Albeit many cities have followed austerity as contrary to growth strategies, regrowth based on green economy, revitalizing the city-center housing renewal, selling flats in suburban areas can counter the rising cost of increased vacancies. An important stakeholder when it comes to housing could be landlords, who albeit concerned with financial optimization could act as brokers to bring private investment (as cases in Japan have show as good practice)16. Within a shrinking city context planners can play an instrumental role in exploring alternative strategies that are meant to produce an adaptive capacity and ability to self-organize (anticipatory competence, utilized through e.g. wide-ranging written strategy), while its decision-makers need to be able to synthesize in lieu of systems thinking (strategic competence, incl. involvement of local experts, business to improve attractiveness of solutions and provide co-funding). Interpersonal competence (charismatic leader and inclusive bureaucracy) should be complemented by a prioritization of citizen welfare (e.g. over economic growth)17.

Smart Decline

Despite the predominance of smart and ecological competitiveness oriented strategies, many cities should rather employ a strategy for “smart” decline, e.g. having fewer people, fewer buildings, fewer land uses.

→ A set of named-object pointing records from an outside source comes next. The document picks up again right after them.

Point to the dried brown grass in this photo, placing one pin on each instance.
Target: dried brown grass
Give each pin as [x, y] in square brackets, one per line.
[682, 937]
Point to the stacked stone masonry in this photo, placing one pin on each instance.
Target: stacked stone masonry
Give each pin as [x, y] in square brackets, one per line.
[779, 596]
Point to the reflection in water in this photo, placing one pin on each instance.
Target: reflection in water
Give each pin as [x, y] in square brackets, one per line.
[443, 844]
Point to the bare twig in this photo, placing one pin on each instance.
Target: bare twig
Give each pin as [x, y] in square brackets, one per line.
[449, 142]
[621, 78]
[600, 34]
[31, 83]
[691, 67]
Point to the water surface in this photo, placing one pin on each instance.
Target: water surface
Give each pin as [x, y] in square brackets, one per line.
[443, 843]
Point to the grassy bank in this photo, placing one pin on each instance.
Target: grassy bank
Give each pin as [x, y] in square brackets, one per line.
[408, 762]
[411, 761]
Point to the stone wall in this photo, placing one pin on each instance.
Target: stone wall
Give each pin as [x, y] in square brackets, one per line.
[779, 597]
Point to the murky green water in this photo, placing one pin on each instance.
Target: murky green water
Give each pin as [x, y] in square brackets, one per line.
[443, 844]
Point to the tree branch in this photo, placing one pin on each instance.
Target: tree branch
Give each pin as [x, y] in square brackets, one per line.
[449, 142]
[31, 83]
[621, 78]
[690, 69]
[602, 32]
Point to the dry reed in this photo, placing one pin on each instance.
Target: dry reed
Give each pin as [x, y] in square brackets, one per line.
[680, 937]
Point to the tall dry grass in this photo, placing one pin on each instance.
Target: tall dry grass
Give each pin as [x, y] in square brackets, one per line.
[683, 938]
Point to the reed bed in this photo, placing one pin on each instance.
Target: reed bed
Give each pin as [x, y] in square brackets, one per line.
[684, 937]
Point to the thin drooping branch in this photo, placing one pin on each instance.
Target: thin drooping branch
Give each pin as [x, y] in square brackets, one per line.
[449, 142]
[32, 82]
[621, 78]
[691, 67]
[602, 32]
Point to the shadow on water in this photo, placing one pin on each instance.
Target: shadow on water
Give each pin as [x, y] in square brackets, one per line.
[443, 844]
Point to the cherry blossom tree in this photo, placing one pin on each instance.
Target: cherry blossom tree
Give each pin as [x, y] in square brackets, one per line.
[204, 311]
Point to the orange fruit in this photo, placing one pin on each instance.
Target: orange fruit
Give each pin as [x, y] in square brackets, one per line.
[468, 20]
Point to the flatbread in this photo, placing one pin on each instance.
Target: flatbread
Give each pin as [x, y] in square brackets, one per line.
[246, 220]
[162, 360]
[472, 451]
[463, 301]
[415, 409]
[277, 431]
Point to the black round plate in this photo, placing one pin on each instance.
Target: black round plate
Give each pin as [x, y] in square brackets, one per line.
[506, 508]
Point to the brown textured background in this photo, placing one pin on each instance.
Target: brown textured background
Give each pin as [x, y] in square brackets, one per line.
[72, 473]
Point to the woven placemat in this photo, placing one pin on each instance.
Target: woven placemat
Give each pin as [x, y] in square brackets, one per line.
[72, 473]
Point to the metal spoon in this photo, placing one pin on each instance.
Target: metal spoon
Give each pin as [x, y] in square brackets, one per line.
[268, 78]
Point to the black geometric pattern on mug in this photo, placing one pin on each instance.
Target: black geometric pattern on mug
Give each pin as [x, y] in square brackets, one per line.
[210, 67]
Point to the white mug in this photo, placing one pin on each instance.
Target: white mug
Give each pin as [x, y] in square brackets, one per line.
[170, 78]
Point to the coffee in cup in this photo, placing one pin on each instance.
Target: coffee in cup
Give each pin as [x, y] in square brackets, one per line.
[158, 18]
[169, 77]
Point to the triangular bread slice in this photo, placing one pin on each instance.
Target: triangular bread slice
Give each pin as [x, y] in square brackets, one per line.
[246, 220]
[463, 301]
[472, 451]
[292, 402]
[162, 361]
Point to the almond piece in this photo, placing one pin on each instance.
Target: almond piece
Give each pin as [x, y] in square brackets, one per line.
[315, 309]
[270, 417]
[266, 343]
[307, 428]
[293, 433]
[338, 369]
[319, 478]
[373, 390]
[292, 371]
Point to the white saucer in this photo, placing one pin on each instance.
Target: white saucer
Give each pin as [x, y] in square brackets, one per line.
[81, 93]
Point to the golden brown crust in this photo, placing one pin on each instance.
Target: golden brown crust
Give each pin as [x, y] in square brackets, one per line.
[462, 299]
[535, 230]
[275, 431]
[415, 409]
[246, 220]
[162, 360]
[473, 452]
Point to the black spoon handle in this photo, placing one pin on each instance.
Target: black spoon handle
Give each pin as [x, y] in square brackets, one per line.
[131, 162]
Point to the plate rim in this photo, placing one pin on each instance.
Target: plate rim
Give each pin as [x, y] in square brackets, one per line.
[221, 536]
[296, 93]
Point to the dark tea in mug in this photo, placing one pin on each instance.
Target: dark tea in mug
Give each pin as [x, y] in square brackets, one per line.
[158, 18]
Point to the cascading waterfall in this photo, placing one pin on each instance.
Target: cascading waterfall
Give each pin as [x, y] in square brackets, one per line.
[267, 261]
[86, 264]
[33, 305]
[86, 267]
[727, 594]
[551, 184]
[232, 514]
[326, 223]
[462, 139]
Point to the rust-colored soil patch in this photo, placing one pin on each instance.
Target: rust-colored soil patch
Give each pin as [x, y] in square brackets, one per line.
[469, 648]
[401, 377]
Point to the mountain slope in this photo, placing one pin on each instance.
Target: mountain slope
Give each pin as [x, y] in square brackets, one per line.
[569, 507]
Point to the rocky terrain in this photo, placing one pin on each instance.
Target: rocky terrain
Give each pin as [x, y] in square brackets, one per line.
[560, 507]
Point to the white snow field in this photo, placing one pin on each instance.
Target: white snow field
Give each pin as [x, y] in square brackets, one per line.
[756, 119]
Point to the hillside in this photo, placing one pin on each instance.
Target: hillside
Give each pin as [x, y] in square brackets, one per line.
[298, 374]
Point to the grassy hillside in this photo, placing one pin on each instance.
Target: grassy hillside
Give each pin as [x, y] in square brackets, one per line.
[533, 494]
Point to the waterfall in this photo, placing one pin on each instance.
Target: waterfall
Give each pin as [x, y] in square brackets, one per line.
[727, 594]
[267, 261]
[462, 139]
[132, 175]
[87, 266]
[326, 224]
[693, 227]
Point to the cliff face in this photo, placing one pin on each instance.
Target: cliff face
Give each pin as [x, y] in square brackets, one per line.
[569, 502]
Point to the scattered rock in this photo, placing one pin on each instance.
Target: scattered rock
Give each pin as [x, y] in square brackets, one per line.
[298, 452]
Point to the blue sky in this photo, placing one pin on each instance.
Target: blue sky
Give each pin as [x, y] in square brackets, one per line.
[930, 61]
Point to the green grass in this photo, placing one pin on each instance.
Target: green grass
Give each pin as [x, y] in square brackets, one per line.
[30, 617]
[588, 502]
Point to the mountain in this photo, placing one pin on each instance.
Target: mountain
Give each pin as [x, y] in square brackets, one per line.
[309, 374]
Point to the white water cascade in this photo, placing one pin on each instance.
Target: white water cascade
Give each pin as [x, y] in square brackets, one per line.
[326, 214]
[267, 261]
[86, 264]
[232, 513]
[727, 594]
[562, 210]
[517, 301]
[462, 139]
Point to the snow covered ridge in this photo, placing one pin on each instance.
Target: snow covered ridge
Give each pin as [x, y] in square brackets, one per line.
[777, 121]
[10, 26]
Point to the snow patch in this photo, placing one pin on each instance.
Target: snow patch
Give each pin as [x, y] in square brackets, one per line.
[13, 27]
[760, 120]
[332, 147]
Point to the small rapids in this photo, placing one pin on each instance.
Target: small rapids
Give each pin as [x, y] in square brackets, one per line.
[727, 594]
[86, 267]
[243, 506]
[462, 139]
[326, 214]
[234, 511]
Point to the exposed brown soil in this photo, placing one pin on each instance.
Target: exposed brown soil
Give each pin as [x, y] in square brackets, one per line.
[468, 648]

This incorporates actions such as the preservation of declining areas as vacant, as they can be greened for parkland and recreation, paying the residents to leave depopulating neighborhoods and a social justice component with a focus on the disadvantaged18. Smart shrinking can entail both land and physical capital related strategies. Urban shrapnel – land in continuous physical decay, that deters future developmental projects as well as encourage vacancy in parcels lying tangent to non-productive lots, can be transformed into gardens, yard extensions for neighbouring properties, outdoor art installations, pocket parks, stormwater retention areas, and temporary parking lots with the help of incentives such as charging monetary penalties for unkempt lots and realigning the tax system to make up for lost property taxes; provide incentive for reuse19. Vacant spaces can be utilized for accessible university dorms, evergreen cooperatives and innovative capitalization of local assets (e.g. biofuels, renewables, leafy green tea, food)20.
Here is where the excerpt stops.